Another reason this idea might not be as off-the-wall as you think is that the Chan Zuckerbergs have vowed to donate 99pc of their Facebook shares to the Chan Zuckerberg Initiative, a foundation that is focused on making the world a better place through science and education. Now, given what Zuckerberg’s idea of making the world a better place is, that might worry you slightly, but let’s not knock him for everything. It is an extraordinarily generous thing to do. Then again, you could argue that Zuckerberg isn’t really in business for the money, more for the power.

Furthermore, the first big chunk of money the Zuckerbergs committed to the foundation was $3bn, “to cure, prevent, or manage all diseases during our children’s lifetime”. Not some diseases, all. Considering how hard we are finding it to build a children’s hospital in our children’s lifetime, you have to admire their ambition.

While the foundation seems to be mainly focused on improving healthcare through scientific advancement and developing new tools and technologies, the foundation does admit that it is learning as it goes, and it has what you could probably describe as an emergent strategy. So while the foundation doesn’t strictly have the aim of financing hospitals right now, it might be flexible enough on it.

Facebook employs 4,000 people directly or indirectly in Ireland. The lucky 1,000 who work directly for Facebook earn an average of €154k when you count in share options and bonuses. Facebook will add 1,000 more jobs this year and is planning to employ thousands more in coming years. So no one is saying it’s not good to us.

And in fairness to Facebook, it pays tax at about 15pc, which is reasonably high for a multinational operating in Ireland. The most recent figures we have, for 2017, show it made a profit here of €251m and it paid €38.3m in tax. You could get picky about this though, and point out that Facebook channelled €18.7bn in revenues through Ireland in 2017. To which it will reply with a straight face that it had expenses of €17.8bn. So it only made 250m, a profit margin of a mere 1.3pc. All perfectly above board.

So while no one is saying Facebook owes us anything, you have to think that if these companies really want to be part of the community here, they should maybe consider helping out with things. Now never let it be said that Facebook doesn’t do good works here. On a recent visit to lovebomb us and tell us how much we mean to her, Sheryl Sandberg unveiled plans to triple Facebook’s investment in online safety programmes run by the National Anti-Bullying Centre (ABC) and SpunOut.ie, bringing the total investment to €1m.
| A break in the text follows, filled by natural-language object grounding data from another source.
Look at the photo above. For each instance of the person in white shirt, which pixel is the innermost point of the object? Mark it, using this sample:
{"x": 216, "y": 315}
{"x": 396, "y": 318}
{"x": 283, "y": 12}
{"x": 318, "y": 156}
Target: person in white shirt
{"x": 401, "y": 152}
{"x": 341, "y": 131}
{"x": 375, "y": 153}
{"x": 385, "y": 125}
One whole million.

We know that Leo Varadkar enjoys good relations with Sheryl Sandberg. Would it be the maddest thing in the world for him to reach out to her, as they say, and mention to her that it might do the Chan Zuckerbergs no harm to swoop in and sponsor the hospital? Obviously you’d get the usual cribbing from the usual people. But if the Chan Zuckerbergs want to cure all illnesses in their children’s lifetime, why not start curing illnesses in Ireland?